Contro le fake news sulla xylella, criticate e combattute anche dal ministro delle politiche agricole, Gian Marco Centinaio, si registra la presa di posizione della Società Italiana di Patologia Vegetale tramite una lettera al Corriere della Sera firmata dalla sua presidente, Maria Lodovica Gullino

Gentile Direttore,
abbiamo letto con stupore un articolo ripreso e condiviso da Beppe Grillo, di cui ha in parte riferito il suo giornale nell’edizione del 2 luglio, in cui si afferma che “gli artefici della bufala della Xylella non sono mai stati in grado di fornire una verità–una briciola di prova scientifica per le loro affermazioni”.

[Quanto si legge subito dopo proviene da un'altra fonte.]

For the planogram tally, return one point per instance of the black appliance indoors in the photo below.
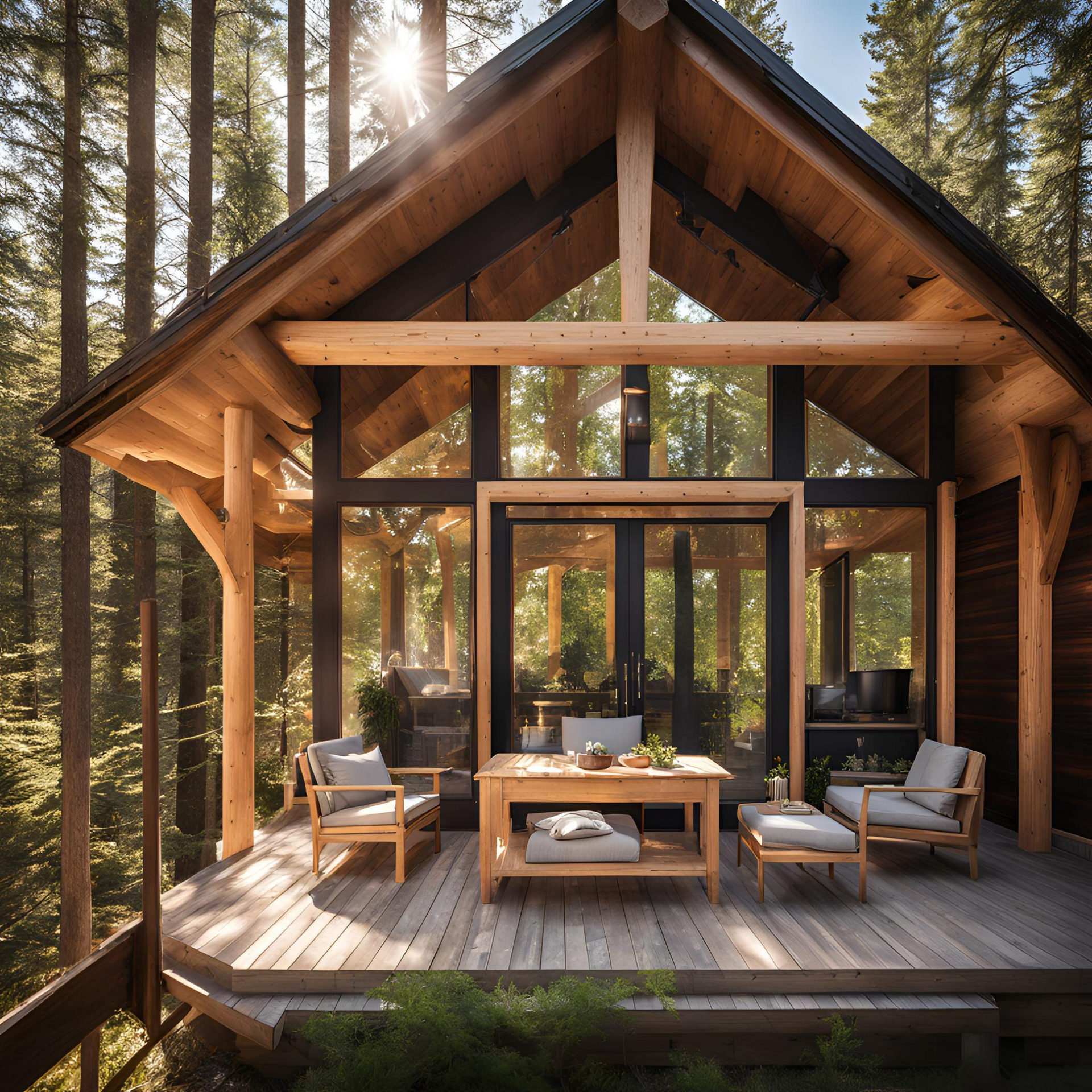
(879, 693)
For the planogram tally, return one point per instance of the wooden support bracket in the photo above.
(206, 529)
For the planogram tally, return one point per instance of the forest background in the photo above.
(191, 128)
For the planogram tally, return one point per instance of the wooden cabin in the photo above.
(866, 457)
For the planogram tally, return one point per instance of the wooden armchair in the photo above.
(387, 820)
(960, 833)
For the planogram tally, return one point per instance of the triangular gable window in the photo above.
(834, 450)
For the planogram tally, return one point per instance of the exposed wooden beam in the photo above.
(1035, 706)
(908, 223)
(640, 40)
(281, 386)
(619, 343)
(946, 613)
(238, 795)
(208, 531)
(1065, 493)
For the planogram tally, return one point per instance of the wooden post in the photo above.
(1050, 483)
(946, 612)
(238, 806)
(640, 39)
(797, 643)
(149, 957)
(554, 574)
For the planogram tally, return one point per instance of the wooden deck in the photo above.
(262, 923)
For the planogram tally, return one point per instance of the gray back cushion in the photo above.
(618, 734)
(937, 766)
(366, 769)
(348, 745)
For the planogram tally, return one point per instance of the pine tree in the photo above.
(911, 41)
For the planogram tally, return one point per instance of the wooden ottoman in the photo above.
(797, 839)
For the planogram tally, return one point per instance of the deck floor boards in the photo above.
(278, 928)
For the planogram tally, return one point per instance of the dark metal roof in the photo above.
(475, 96)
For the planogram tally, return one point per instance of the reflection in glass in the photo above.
(407, 630)
(865, 594)
(562, 629)
(705, 646)
(404, 422)
(560, 422)
(709, 422)
(834, 450)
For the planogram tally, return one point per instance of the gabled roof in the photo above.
(1002, 288)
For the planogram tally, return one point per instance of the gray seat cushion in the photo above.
(888, 809)
(618, 734)
(800, 833)
(623, 846)
(382, 813)
(941, 766)
(366, 769)
(348, 745)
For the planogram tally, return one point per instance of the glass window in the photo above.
(407, 632)
(562, 628)
(560, 422)
(403, 422)
(865, 610)
(709, 422)
(705, 646)
(834, 450)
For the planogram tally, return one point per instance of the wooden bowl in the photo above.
(594, 762)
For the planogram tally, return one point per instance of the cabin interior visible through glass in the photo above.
(677, 614)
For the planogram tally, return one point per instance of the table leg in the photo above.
(487, 843)
(711, 824)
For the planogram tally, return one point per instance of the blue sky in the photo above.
(827, 49)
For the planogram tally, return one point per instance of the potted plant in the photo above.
(380, 712)
(660, 755)
(777, 781)
(595, 757)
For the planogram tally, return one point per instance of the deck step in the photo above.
(257, 1017)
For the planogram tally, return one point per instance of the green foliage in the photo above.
(780, 769)
(440, 1032)
(838, 1060)
(379, 710)
(817, 780)
(656, 750)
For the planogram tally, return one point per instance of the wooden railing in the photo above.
(126, 971)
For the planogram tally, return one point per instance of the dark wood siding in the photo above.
(1073, 676)
(986, 640)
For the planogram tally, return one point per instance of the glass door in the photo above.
(659, 617)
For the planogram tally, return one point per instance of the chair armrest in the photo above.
(863, 821)
(359, 789)
(423, 771)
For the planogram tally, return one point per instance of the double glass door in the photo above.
(664, 617)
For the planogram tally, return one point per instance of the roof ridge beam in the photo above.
(640, 41)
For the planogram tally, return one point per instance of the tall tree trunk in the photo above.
(195, 600)
(297, 105)
(76, 549)
(202, 49)
(434, 51)
(339, 134)
(140, 250)
(192, 710)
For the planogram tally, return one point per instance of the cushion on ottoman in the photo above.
(624, 845)
(800, 833)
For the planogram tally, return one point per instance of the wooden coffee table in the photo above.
(794, 854)
(556, 779)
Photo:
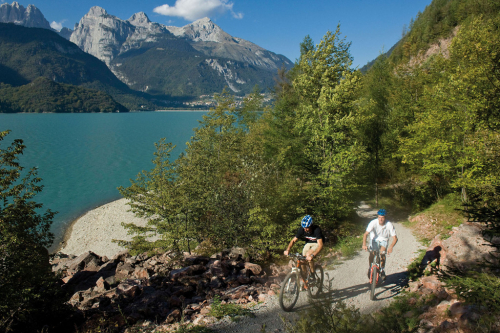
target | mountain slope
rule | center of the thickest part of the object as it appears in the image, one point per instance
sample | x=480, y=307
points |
x=45, y=95
x=196, y=59
x=208, y=38
x=29, y=53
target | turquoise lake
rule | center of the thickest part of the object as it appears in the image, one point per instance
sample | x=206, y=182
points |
x=83, y=158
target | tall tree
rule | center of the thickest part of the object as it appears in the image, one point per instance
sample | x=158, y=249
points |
x=26, y=278
x=326, y=86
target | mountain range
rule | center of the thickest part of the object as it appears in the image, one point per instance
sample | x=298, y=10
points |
x=199, y=58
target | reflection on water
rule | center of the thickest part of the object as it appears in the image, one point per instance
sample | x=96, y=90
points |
x=83, y=158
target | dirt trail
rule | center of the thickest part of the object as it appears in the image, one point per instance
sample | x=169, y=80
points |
x=349, y=283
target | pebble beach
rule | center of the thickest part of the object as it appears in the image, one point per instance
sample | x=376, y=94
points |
x=96, y=229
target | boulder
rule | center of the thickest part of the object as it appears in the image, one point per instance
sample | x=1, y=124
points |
x=87, y=261
x=121, y=256
x=174, y=316
x=124, y=269
x=141, y=273
x=129, y=288
x=101, y=285
x=431, y=282
x=254, y=268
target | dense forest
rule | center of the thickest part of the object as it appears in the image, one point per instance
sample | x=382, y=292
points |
x=45, y=95
x=414, y=131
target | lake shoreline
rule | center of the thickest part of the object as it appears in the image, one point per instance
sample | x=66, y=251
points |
x=95, y=230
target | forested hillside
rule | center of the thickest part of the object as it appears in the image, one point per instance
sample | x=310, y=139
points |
x=414, y=132
x=45, y=95
x=29, y=53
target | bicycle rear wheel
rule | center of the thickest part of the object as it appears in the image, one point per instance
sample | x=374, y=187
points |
x=373, y=281
x=289, y=292
x=315, y=287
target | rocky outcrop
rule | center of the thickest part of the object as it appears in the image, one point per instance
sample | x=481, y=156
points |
x=210, y=39
x=30, y=17
x=447, y=314
x=106, y=36
x=463, y=248
x=163, y=288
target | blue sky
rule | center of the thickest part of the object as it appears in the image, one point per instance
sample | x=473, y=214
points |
x=276, y=25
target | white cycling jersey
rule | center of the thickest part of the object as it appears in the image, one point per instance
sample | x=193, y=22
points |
x=380, y=232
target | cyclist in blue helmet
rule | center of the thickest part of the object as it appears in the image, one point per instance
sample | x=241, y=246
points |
x=312, y=235
x=380, y=231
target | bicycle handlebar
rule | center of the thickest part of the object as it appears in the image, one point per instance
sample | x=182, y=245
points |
x=297, y=255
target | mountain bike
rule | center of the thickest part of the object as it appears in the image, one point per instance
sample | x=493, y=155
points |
x=294, y=282
x=375, y=270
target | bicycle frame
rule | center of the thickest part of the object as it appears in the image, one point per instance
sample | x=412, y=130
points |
x=301, y=261
x=294, y=282
x=375, y=266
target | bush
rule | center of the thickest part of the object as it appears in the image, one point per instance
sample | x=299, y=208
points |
x=29, y=296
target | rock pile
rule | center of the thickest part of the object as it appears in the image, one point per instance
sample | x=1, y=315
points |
x=448, y=313
x=464, y=248
x=166, y=288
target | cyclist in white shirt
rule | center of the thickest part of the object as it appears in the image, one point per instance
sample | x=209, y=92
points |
x=380, y=232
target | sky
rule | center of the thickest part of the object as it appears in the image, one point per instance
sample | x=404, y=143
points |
x=372, y=26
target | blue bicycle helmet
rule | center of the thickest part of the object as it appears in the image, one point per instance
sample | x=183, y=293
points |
x=306, y=221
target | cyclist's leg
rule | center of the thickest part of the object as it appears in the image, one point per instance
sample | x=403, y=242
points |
x=371, y=248
x=383, y=247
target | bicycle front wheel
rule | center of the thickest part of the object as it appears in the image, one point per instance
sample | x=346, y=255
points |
x=314, y=287
x=373, y=280
x=289, y=292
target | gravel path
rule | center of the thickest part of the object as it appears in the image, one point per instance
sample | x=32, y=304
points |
x=349, y=283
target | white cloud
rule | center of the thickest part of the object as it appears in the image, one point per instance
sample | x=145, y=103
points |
x=192, y=10
x=57, y=25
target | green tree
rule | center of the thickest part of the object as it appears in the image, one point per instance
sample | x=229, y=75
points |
x=326, y=116
x=26, y=281
x=155, y=195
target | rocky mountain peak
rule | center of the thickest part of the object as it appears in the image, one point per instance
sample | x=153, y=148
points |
x=97, y=11
x=202, y=30
x=139, y=19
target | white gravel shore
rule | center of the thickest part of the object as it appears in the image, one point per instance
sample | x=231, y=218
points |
x=96, y=229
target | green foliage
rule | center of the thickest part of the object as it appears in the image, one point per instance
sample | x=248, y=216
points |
x=28, y=290
x=155, y=196
x=415, y=269
x=29, y=53
x=336, y=317
x=194, y=329
x=219, y=310
x=44, y=95
x=437, y=21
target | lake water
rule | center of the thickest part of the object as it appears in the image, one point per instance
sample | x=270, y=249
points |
x=83, y=158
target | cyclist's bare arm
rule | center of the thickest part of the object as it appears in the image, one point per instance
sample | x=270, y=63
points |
x=364, y=241
x=287, y=251
x=394, y=241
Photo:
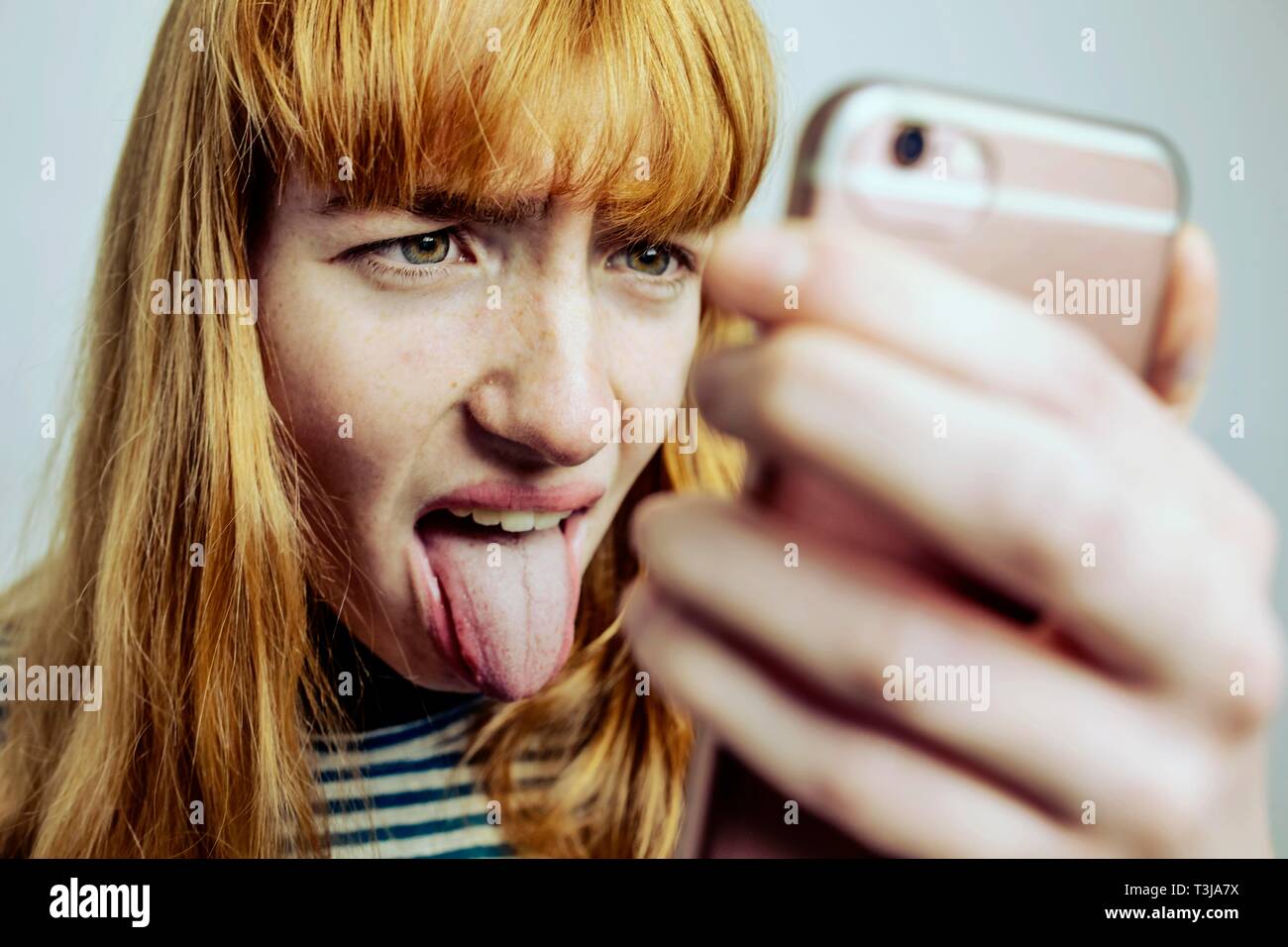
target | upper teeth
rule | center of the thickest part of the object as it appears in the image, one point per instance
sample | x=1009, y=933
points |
x=513, y=521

E’ un’affermazione che offende la dignità dell’intera comunità scientifica e non solo, e, in particolare, dei patologi vegetali. L’ignoranza o la negazione ostinata dell’enorme mole di evidenze scientifiche prodotte sull’argomento rischia di compromettere in maniera definitiva la faticosa rimozione, quasi raggiunta, degli ostacoli burocratici e culturali all’applicazione di misure di contenimento che si propongono di porre quantomeno un freno all’ulteriore diffusione di una delle più gravi emergenze
fitosanitarie dell’era moderna.
Basterebbe consultare la documentazione scientifica presente nel sito ufficiale della Regione Puglia “emergenzaxylella.it” o nel sito web della Commissione Europea dedicato a Xylella per comprendere quanto infondata e pericolosa sia un’affermazione di questo tipo.
Il consenso internazionale sull’origine della malattia è abbondantemente testimoniato non solo dalla rivista Nature, ma da prestigiose Accademie e Società scientifiche, oltre che dai principali organismi internazionali con competenze in
patologia vegetale (FAO, EPPO, EFSA, ecc.).
In particolare, l’Agenzia Europea per la Sicurezza Alimentare (EFSA) ha riconosciuto la validità delle prove di patogenicità che hanno dimostrato che la Xylella è la causa della malattia degli olivi nel Salento (https://www.efsa.europa.eu/it/press/news/160329).
Come Società Italiana di Patologia Vegetale (SIPaV) sentiamo il dovere di esprimere la nostra preoccupazione e di stigmatizzare, ancora una volta, la sempre più diffusa disinformazione, priva di alcuna base scientifica, usata a sostegno di tesi complottistiche e negazioniste di facile risonanza mediatica.